そして翌2004年4月、私は鳥取県に赴任することとなった。私は転勤にあたってこれまで名刺交換させて頂いた方々にご挨拶状ならぬ転勤メールを送る。面倒くさいのでBCCで一斉に何百人に送る。今度は鳥取に行きますよと。そうしたら、勝谷さんから、返事が来た。たった1回しか会ったことない若造に。その文面にはこう書いてあった。
「鳥取は素晴らしい地だよ。まずは安藤と澤田に会え」

ドラクエの指令かい、と思いながら、でも私はそんな勝谷さんの心配りに小躍りした。勝谷さんの著書を見るに安藤なる人は県庁職員と思われたので、私は鳥取県庁着任早々に県庁の安藤さんを探した。そして、相談した時の部下の表情で私は悟った。安藤さんは相当変わった人のようだと。ご本人の名誉のために申し添えるが、安藤とは日記にもよく出てきた安藤隆一さんという元鳥取県職員で、地域づくりの達人的変人である(褒めてないって)。

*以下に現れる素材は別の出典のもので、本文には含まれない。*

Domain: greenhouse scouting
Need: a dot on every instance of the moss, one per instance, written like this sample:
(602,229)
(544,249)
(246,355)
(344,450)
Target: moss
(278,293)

澤田というのも澤田廉路さんという建築技師の県職員の方である。どちらも勝谷さんとは長年の盟友であった(この点は、鳥取と勝谷さんを引き合わせた谷本亙さんの寄稿に詳しい)。
お二人に会いに行くと勝谷さんのことを自分の兄弟のように、熱く語ってくれた。まさに、奇人、変人。勝谷さんのことなら、仕事もそっちのけである。正直、それがこれ以降、今に続く、私の勝谷さんに対する姿勢にも繋がるものがある。「まずは今。そっちのけで」。
翌年、2005年、私は鳥取県観光課長になった。安藤隆一さんらとそれまで1年間語らってきた、大手広告代理店に依存した観光行政を改め、内発的経済発展に資する地域魅力向上を軸にしたPR戦術にしようと、勝谷さんをここで使いに使った。日テレの「情報ツウ」(「スッキリ」の前身)始め、勝谷さんの番組や連載で鳥取ロケを何度も敢行してくれた。既存の旅館組合のボスでない新進気鋭の宿や新しい観光や農業、飲食の担い手にスポットをあててくれた。このことは今でも私の胸だけでなく、当時の鳥取県の観光行政に携わった皆が感謝している。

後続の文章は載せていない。